British-grown rapeseed oil has lower carbon emissions from transportation than imported oil, and it’s nutritious too. “Rapeseed oil is an unsaturated fat and high in monounsaturated fat making it a healthier type of oil,” says Victoria Taylor, senior dietitian at the British Heart Foundation. It’s also rich in Vitamin E, as well as omega 3, 6 and 9 fats, which support brain, heart, and joint function.

Top chefs are fans of its delicate nutty flavour and the fact it’s grown and produced in the UK. Rick Toogood, chef, and co-founder of eco-friendly seafood restaurant Prawn on the Lawn loves the taste of rapeseed oil, which has proved a vital alternative to olive oil recently. “Sadly, we’ve found that due to Brexit, and also thanks to poor growing seasons, olive oil can sometimes be in short supply, “ Toogood says. “So, we’ve had to look closer to home which is great in the long run, as we’ve found so many new and brilliant suppliers. Rapeseed oil is a local product, so the more we can use this the better.”

Rapeseed oil is great for frying fish, Toogood says, because it yields a crispy skin. “When we really want to let the flavour of the fish sing, our favourite oils to finish a dish are creamier, buttery olive oils.”

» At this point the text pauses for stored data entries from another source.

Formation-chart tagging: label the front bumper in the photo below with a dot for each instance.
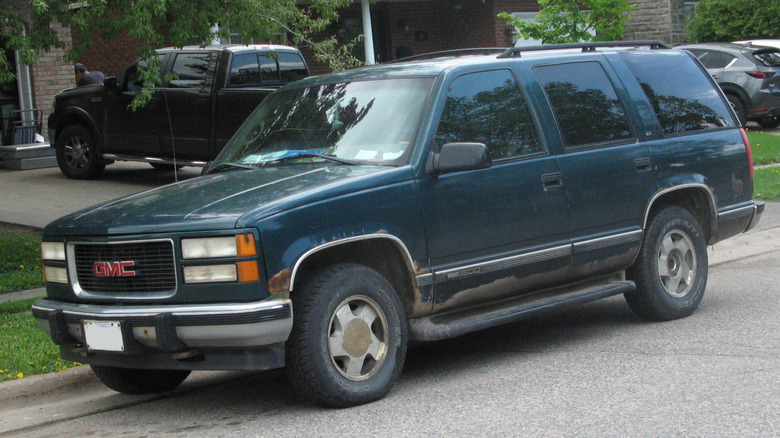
(181, 332)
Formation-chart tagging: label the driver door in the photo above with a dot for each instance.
(129, 131)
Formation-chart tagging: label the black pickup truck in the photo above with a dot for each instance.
(188, 120)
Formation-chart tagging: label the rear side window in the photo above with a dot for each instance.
(768, 57)
(190, 69)
(245, 70)
(291, 67)
(488, 107)
(713, 59)
(585, 103)
(681, 94)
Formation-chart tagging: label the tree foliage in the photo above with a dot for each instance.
(731, 20)
(25, 26)
(571, 21)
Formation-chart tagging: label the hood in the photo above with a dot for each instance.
(216, 201)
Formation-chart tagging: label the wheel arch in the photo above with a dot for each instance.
(697, 198)
(76, 116)
(385, 253)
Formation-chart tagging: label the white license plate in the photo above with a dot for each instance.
(104, 335)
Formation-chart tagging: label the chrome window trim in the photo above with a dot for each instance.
(70, 251)
(395, 240)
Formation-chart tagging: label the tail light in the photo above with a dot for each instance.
(749, 151)
(761, 74)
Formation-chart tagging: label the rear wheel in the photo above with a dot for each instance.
(348, 343)
(139, 381)
(77, 154)
(671, 269)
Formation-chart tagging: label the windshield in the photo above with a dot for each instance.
(371, 122)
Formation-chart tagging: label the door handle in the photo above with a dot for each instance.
(552, 180)
(643, 164)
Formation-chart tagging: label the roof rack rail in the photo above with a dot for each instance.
(453, 53)
(586, 47)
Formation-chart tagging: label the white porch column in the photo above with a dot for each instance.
(368, 33)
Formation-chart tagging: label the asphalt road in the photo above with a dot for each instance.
(596, 370)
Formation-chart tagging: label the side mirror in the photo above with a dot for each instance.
(111, 85)
(458, 157)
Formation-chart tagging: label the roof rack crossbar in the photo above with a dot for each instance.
(453, 53)
(586, 47)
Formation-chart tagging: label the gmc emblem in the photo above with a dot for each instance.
(114, 269)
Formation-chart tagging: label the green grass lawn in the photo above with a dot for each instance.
(766, 184)
(20, 262)
(766, 147)
(24, 348)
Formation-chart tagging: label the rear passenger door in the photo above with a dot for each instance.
(498, 231)
(606, 169)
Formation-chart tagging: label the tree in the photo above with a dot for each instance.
(25, 26)
(571, 21)
(731, 20)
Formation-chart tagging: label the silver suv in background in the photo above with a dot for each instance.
(749, 76)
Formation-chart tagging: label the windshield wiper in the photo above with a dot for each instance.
(230, 166)
(313, 155)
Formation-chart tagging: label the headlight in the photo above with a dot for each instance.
(240, 245)
(53, 251)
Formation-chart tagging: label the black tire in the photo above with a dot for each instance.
(334, 358)
(139, 381)
(739, 108)
(165, 167)
(769, 122)
(77, 153)
(671, 269)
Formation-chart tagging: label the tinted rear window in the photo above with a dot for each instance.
(681, 94)
(585, 103)
(770, 58)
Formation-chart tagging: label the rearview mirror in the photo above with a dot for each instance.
(459, 157)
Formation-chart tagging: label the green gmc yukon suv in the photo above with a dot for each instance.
(355, 212)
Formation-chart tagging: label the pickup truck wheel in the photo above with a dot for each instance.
(348, 342)
(77, 153)
(671, 270)
(139, 381)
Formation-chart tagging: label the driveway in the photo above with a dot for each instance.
(37, 197)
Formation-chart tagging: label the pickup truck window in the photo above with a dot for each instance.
(341, 120)
(585, 103)
(488, 107)
(688, 103)
(291, 67)
(190, 69)
(245, 70)
(133, 81)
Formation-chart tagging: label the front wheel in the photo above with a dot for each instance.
(348, 342)
(139, 381)
(77, 154)
(671, 269)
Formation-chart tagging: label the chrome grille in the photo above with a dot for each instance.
(153, 265)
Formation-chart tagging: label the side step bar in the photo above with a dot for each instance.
(457, 323)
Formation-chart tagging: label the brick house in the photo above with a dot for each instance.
(398, 28)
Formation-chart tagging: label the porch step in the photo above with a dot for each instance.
(27, 156)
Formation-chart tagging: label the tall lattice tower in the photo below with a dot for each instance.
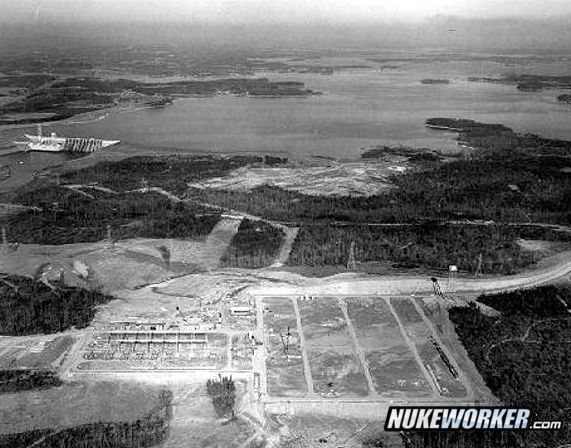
(351, 264)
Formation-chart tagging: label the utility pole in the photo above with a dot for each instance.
(452, 270)
(351, 264)
(478, 272)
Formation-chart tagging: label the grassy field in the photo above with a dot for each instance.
(331, 350)
(285, 373)
(76, 404)
(419, 334)
(390, 361)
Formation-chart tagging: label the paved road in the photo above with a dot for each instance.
(549, 270)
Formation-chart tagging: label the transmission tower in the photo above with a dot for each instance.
(351, 265)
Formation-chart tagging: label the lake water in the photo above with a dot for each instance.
(358, 109)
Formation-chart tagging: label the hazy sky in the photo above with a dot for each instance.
(233, 11)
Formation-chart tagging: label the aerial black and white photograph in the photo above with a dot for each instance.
(285, 224)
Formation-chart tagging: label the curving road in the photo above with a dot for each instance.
(548, 270)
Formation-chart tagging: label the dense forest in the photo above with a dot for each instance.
(31, 307)
(513, 186)
(429, 245)
(523, 355)
(256, 245)
(74, 217)
(149, 430)
(18, 380)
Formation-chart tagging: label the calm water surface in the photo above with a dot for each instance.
(358, 109)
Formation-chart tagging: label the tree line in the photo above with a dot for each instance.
(528, 371)
(149, 430)
(428, 245)
(31, 307)
(255, 245)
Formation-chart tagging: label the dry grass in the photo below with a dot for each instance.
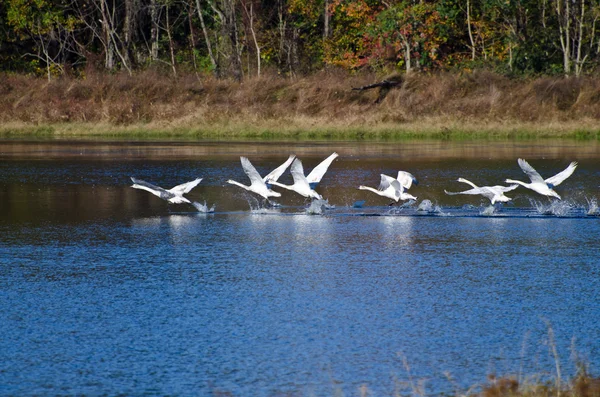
(323, 104)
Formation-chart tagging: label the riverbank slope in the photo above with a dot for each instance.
(322, 106)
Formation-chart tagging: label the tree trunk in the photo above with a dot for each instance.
(251, 17)
(470, 30)
(154, 33)
(109, 57)
(170, 37)
(213, 61)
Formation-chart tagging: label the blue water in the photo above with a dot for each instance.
(109, 291)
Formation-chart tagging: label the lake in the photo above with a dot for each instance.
(109, 290)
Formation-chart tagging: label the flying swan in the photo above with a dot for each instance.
(301, 184)
(173, 195)
(257, 184)
(390, 187)
(274, 175)
(315, 176)
(540, 185)
(493, 193)
(406, 179)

Like olive oil, rapeseed oil is available refined and unrefined. In the UK, oil labelled ‘vegetable oil’ is usually refined rapeseed oil and has almost no flavour. “Always check the ingredients list when you are buying a vegetable oil to see what it’s made from as it will often be 100% rapeseed oil which would make it a healthy choice,” Victoria Taylor suggests. Unrefined rapeseed oils are often labelled ‘cold-pressed’, ‘premium’, ‘virgin’ or ‘extra virgin’, and have a more pronounced flavour.

Prof Grootveld says rapeseed oil is fine to use if you’re careful, though it produces more aldehydes than either olive oil or frying in saturated fat, such as lard. “Use as little as oil as possible if you’re roasting, shallow frying or sautéing things like vegetables,” he says. “And try to cook at lower temperatures.” He also suggests using paper towel to blot off excess oil from deep-fried food.

He also recommends limiting the number of times you re-use frying oils, especially refined corn, groundnut (peanut) or sunflower oils. “Don’t re-use a standard polyunsaturated rich oil like sunflower oil more than once or twice when deep frying,” Prof Grootveld says.

Saturated fats

There are alternatives to oils for cooking that generate fewer aldehydes when heated, but they might carry other risks. Saturated fats, which are normally solid at room temperature, can come from plant or animal sources, such as red palm oil, lard or beef dripping.

Coconut oil is extremely high in saturated fat (significantly more than butter), and the refined version is the best of all to cook with, Prof Grootveld says. But Victoria Taylor recommends using coconut oil sparingly. “If you like the taste of coconut oil, then, as with butter, it is fine to use it every now and then. However, be careful not to overdo it, and use unsaturated oils as an everyday choice instead.”

Environmental concerns

Palm oil isn’t the only oil with poor environmental credentials. As with almost all foods, an oil's sustainability depends on the way it is produced. Sunflower and rapeseed oils made outside Europe and the UK are widely sprayed with neonicotinoids, says Richard Young, policy director of the Sustainable Food Trust. “These are insecticides implicated in killing bees, butterflies, moths and other pollinating insects, but they’re now banned in Europe and the UK. So, if you can, buy locally produced oils,” he says, adding their environmental impact from transportation is lower than imported oils. Oils made from crops known to cause environmental damage, such as avocado and soy (deforestation) and almonds (water requirements, insecticide use) might not be a green choice either, Young says.

Alex Crumbie, from the not-for-profit consumer organisation Ethical Consumer, says if budget allows, opt for organic and buy oil in glass bottles, rather than plastic. And don’t throw used cooking oil down the sink, as its can cause blockages. Small amounts can be added to your food waste bin for recycling or disposed of in a sealed container in your general waste bin.